2. Nvidia slips after US crackdown

A sign is placed in front of Nvidia’s headquarters on May 10, 2018 in Santa Clara, California.

Justin Sullivan | Getty Images

Nvidia shares fell in off-hours trading after the chip maker said the US government is restricting sales to China over concerns about the company’s products being used by the Chinese military. Nvidia said it expects to lose about $400 million in revenue from China during the current quarter. In recent years, the United States has sought to crack down on China from exploiting American-made technology. Last month, President Joe Biden signed a bipartisan bill aimed at boosting the US chip-making sector in an effort to bolster the country’s competitive strength in its economic struggle with China.

3. Warehouse club swell

A customer stores bottled water at Sam’s Club during a heat wave on July 21, 2022 in Houston, Texas.

Brandon Bell | Getty Images

Even Sam’s Club, a Walmart warehouse chain, isn’t immune to inflation. The company said Wednesday that it has raised entry-level membership fees for Sam’s Club for the first time in nine years. Starting October 17, members will pay $50 annually, up from $45. Warehouse stores have been doing well lately, with inflation-weary shoppers buying in bulk to save on essentials. Walmart’s decision could put pressure on Costco, Sam’s Club competitor, which charges $60 a year for its basic membership. In July, Costco CEO Craig Jelinek told CNBC he didn’t think it was “the right time” to raise the club’s fee — or the price it charges for the popular and inexpensive sausage.

4. FDA Approval of Variable Omicron Enhancers

Britain has become the first country in the world to adopt Moderna’s bivalent Covid-19 vaccine, which targets the original strain of the virus and the newer Omicron variant.

Long visual press | global photo collection | Getty Images

The US Food and Drug Administration (FDA) has approved a new round of Covid-boosted shots targeting the highly pathogenic omicron BA.5 variant. The decision came as children returned to school and many companies pushed their employees back to the office in earnest. Experts expect COVID-19 cases to rise this fall and winter, despite lower death rates. Officials also said that the new boosters – Pfizer are licensed to people 12 and older; Moderna for 18 years and over – must provide lasting protection while keeping hospitalization rates low.

5. Attacks threaten inspection of Ukraine nuclear plant

Ukrainian President Volodymyr Zelensky shakes hands with International Atomic Energy Agency Director General Rafael Mariano Grossi, who will head a planned mission to the Zaporozhye nuclear plant, as Russia’s attack on Ukraine continues, in Kyiv, Ukraine on August 30, 2022.
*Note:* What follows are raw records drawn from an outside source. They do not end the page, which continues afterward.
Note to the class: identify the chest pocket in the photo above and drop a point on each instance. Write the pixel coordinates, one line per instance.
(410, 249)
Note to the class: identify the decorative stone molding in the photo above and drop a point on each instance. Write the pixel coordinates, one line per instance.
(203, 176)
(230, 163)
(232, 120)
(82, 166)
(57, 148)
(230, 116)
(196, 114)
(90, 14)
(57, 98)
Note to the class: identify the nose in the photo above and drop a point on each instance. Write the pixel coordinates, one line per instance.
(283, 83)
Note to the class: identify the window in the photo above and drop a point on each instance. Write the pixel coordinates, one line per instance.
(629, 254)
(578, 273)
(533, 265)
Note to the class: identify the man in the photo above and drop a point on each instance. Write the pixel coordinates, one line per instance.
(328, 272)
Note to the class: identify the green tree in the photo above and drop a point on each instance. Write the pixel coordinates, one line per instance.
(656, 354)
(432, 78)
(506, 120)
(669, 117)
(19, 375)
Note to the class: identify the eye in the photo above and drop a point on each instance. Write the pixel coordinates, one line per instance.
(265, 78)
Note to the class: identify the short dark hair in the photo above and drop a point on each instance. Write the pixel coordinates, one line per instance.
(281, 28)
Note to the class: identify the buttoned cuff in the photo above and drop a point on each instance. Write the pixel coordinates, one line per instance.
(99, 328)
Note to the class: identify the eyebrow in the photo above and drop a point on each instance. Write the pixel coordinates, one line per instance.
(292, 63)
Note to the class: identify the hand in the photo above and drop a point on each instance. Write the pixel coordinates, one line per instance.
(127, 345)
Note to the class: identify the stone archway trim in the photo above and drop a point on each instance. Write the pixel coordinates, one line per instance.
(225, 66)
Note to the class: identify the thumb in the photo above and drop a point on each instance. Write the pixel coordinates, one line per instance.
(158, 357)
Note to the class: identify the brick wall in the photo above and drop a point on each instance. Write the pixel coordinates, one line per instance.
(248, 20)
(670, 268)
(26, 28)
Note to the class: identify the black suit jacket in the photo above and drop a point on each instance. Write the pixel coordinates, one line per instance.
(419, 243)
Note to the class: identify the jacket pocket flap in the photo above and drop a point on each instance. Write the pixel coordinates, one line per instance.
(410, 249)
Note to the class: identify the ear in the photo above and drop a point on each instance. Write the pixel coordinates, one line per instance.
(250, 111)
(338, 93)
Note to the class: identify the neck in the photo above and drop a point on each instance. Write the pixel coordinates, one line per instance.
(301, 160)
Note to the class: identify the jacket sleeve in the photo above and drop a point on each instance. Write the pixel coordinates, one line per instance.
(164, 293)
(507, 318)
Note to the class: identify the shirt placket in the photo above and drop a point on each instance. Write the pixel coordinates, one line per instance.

Ukrainian Presidential Press Service | via Reuters

United Nations inspectors have postponed their inspection of Ukraine’s Zaporizhzhya nuclear power plant amid close fighting between Russian and Ukrainian forces. Ukraine’s state nuclear power company said the plant’s fifth reactor was also shut down due to the nearby bombing. The Russians are occupying the facility, and Ukrainian officials have accused them of trying to spoil the inspectors’ visit. Ukrainian President Volodymyr Zelensky, who welcomed the UN team Wednesday, warned that the plant was vulnerable to nuclear disaster as his forces seek to fend off the invading forces of Russian President Vladimir Putin.

Sarah Maine, Kev Lesswing, Melissa Rybko, Spencer Kimball, and CNBC’s Holly Eliat contributed to this report.